Mercure de France (p. 280-281).

CLXXIV

Les enfants sont ce qu’on les fait.


Consolante maxime, et quel avenir elle nous entr’ouvre ! C’est, sans aucun doute, l’intention de la nature que les petits des bourgeois soient des bourgeois. Quelquefois, pourtant, cela rate. Alors le malheureux boutiquier endure l’opprobre d’avoir un enfant poète. Le cas, heureusement, est trop rare pour être pris en considération. La nature, généralement, est obéie. Il y aura donc toujours des bourgeois.

Mais les fait-on, aujourd’hui, comme on les faisait il y a trente ans ? De la réponse à cette question tout dépend. Eh bien ! l’oserai-je dire ? Il me semble que le Bourgeois se gâte. Certes, il n’oublie pas les grands principes. On peut même affirmer qu’il adore, plus qu’autrefois, l’argent et qu’il écarte Dieu d’une main plus ferme. À ces égards, il ne mérite que la louange et même l’apothéose. Seulement la Bourgeoisie, comme tout ce qui est grand, doit s’allaiter de la tradition et il me semble qu’elle déraille, depuis quelque temps, vers les nouveautés.

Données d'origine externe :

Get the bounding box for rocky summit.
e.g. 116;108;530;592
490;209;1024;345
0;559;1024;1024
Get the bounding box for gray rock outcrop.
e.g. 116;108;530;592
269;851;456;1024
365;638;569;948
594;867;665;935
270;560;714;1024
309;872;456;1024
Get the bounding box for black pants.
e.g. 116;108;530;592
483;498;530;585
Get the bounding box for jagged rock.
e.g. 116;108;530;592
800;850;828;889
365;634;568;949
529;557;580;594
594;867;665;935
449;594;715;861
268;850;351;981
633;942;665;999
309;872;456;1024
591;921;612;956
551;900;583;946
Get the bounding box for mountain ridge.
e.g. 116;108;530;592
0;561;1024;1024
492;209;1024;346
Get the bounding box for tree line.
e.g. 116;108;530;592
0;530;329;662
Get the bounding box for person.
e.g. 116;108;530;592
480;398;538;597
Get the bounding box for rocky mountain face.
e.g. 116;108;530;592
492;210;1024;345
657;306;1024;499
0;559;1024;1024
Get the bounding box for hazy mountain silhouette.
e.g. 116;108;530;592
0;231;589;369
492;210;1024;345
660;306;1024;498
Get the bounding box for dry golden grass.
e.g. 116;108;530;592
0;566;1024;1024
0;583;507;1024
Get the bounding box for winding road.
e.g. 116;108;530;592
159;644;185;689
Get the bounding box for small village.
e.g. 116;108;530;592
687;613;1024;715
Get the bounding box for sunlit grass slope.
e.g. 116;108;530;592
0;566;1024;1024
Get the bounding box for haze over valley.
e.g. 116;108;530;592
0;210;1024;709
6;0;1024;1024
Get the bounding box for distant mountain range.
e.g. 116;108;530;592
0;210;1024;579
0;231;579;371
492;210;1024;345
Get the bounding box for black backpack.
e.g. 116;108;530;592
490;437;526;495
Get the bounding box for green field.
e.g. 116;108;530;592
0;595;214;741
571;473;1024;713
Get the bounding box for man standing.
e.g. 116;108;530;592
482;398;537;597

La bicyclette et l’automobile sont furieusement artistes, savez-vous ? et on ignore où cela s’arrêtera. Le courant est si impétueux qu’on peut craindre que, dans une ou deux générations, les fils des bourgeois ne soient tous des Albert Dürer, des Shakespeare ou des Beethoven et que la Bourgeoisie ne périsse étouffée par l’Art. Je signale patriotiquement le danger.